Nationally, 76 percent of white evangelical and born-again Christian voted for Trump, down from 81 percent in 2016, and in the crucial battleground of Michigan, Trump’s support among this constituency was down to 70 percent. 


Integral to this shift among faith voters were the efforts of Vote Common Good (VCG), a faith group led by Pastor Doug Pagitt, who was prompted by Trump’s victory in 2016 to leave his position as a pastor at Solomon’s Porch in Minneapolis, MN and start organizing voters of faith to help defeat Trump by getting them to put the common good before their party affiliation.


Pastor Pagitt and VCG have operated under the assumption that persuading even just 5 percent of evangelical and Catholic voters who supported Trump in 2016 to abandon him this year would impact the outcome of the election. Based on the national and battleground exit polling data, it appears they were right.
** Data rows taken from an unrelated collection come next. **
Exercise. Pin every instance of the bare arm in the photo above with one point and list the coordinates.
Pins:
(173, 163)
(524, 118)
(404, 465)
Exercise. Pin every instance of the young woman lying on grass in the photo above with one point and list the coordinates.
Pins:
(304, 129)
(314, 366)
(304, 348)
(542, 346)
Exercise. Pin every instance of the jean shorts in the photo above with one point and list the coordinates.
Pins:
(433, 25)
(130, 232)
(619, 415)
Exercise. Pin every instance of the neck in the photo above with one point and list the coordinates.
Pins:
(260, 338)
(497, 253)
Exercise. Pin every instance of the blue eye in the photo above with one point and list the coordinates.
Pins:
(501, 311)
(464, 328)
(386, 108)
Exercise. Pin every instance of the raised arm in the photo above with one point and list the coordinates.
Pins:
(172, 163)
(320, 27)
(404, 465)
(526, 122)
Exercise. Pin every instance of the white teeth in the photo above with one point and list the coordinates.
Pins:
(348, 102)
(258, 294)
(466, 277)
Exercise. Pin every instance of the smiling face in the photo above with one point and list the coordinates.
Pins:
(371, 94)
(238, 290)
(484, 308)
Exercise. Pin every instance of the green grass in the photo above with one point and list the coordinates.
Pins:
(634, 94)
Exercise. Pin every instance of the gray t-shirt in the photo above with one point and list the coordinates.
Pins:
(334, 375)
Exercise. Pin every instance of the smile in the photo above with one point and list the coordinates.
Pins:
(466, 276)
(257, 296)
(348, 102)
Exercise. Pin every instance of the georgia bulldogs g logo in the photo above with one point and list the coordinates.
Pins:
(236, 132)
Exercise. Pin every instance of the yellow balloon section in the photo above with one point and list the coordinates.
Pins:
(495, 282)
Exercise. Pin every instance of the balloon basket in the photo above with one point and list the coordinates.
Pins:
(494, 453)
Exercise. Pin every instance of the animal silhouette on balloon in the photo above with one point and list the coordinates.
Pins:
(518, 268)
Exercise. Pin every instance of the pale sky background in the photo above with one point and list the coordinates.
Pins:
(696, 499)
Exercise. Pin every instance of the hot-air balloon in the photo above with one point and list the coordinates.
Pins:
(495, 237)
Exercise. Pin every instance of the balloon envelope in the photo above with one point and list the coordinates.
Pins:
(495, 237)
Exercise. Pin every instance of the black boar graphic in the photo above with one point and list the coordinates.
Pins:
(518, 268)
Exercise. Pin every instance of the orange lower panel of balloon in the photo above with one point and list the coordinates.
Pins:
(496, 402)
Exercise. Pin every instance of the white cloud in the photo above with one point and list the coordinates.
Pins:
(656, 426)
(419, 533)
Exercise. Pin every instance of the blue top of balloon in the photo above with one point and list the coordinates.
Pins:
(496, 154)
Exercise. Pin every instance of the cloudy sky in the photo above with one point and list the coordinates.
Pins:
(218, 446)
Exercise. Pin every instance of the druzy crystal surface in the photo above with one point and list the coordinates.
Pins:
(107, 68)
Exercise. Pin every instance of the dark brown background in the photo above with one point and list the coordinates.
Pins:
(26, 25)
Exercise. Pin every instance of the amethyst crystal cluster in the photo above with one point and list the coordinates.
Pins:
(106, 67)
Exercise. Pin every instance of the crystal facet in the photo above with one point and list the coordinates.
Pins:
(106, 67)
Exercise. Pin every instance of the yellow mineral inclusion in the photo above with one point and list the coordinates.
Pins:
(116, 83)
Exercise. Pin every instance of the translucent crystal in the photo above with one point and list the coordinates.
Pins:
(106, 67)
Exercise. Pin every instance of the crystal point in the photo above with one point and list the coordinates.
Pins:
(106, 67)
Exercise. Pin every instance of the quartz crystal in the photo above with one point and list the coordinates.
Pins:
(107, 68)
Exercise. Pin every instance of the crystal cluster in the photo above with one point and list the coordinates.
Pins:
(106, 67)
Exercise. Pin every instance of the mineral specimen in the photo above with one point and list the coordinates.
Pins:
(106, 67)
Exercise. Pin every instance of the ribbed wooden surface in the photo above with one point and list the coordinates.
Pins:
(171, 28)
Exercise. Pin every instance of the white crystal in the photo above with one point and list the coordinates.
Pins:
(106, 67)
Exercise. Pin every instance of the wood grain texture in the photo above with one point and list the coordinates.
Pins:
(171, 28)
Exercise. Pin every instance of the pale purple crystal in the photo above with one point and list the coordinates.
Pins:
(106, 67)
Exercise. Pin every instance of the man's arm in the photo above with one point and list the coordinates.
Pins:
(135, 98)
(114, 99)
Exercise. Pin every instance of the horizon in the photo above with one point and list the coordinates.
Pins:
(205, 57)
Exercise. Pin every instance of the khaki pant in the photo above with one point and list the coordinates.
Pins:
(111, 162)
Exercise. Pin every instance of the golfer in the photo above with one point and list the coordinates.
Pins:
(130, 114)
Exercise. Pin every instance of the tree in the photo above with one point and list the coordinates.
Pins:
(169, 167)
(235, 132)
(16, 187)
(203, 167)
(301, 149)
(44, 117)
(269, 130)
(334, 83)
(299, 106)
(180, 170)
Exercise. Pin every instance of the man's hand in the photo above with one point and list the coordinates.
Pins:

Since January, VCG has led a bus tour across the country to engage voters of faith:

  • Travelling more than 40,000 miles to host over 90 rallies and roundtable discussions in 41 states
  • Mounting a series of billboard campaigns in Michigan, Wisconsin, Pennsylvania, North Carolina and Florida
  • Sending more than 25,000 postcards to swing states voters
  • Training more than 60 candidates on how to engage with faith voters


They began their journey on January 2, 2020, outside of the White House and concluded it in Philadelphia, PA on November 3rd. In August, VCG launched their swing state-specific push with a nine-day, 115-mile pilgrimage for racial justice from Charlottesville, VA to Washington, D.C., where its members rallied outside the White House at Black Lives Matter Plaza before joining with the Rev. Al Sharpton’s March on Washington. VCG executive director Pastor Doug Pagitt spoke alongside Rev. Sharpton at the Lincoln Memorial.


Endorsers of All Faiths


Throughout the Fall, VCG helped mobilize high-profile endorsements for Biden from key faith leaders from around the country:

  • Compiled the endorsements of more than 1,600 faith leaders for Joe Biden in what is the largest group of clergy to endorse a Democratic candidate for president in modern history.
  • Organized more than 200 Minnesota faith leaders to endorse Biden.
  • Released a letter signed by over 300 Ohioan Catholic leaders, rejecting the undue influence of church authorities and partisan groups that have been pressuring Catholics to vote for President Donald Trump.


VCG also produced and released a video from Jerushah Duford, granddaughter of legendary evangelical pastor Billy Graham, urging fellow voters of faith, particularly evangelical women, to not vote for President Donald trump. It made multiple stops in Duford’s home state of Michigan, with a focus on the evangelical stronghold of Kent County, which flipped to Biden.


VCG Polling Showed Defections from Trump


VCG saw the writing on the wall long before everyone else. In September, Vote Common Good released a poll of evangelical and Catholic voters in key battleground states – Michigan, Wisconsin, North Carolina, Pennsylvania and Florida – showing President Trump’s perceived lack of kindness was driving faith voters away – notably, the survey found an 11-point swing toward Biden and away from Trump as compared to 2016.

  • In Michigan, the survey found a 7-point swing from Trump to Biden among evangelical voters.
  • In North Carolina, the survey found a 9-point swing among evangelical voters.
  • In Florida, the survey found a 13-point swing from Trump to Biden among evangelical voters.
  • In Wisconsin, the survey found a 17-point swing from Trump to Biden among Catholic voters.
  • In Pennsylvania, the survey found a 20-point swing from Trump to Biden among Catholic voters.


The poll – the largest survey of swing state faith voters in the 2020 cycle – was designed by behavioral scientists at the University of Southern California, the University of Maryland College Park, the University of North Carolina-Chapel Hill and Duke University and commissioned by Vote Common Good. It not only revealed declining support for President Trump among Catholics and evangelicals, but shined light on the reasons these faith voters are moving away from him: his lack of Christian kindness was turning voters away.


And now, as the first data on how faith voters cast their ballots in 2020 start to come out, there are indications the results of the VCG poll are bearing out. Evangelical support for Trump remained strong, but not as strong as in 2016, and it could be one of the reasons President Trump appears headed to defeat.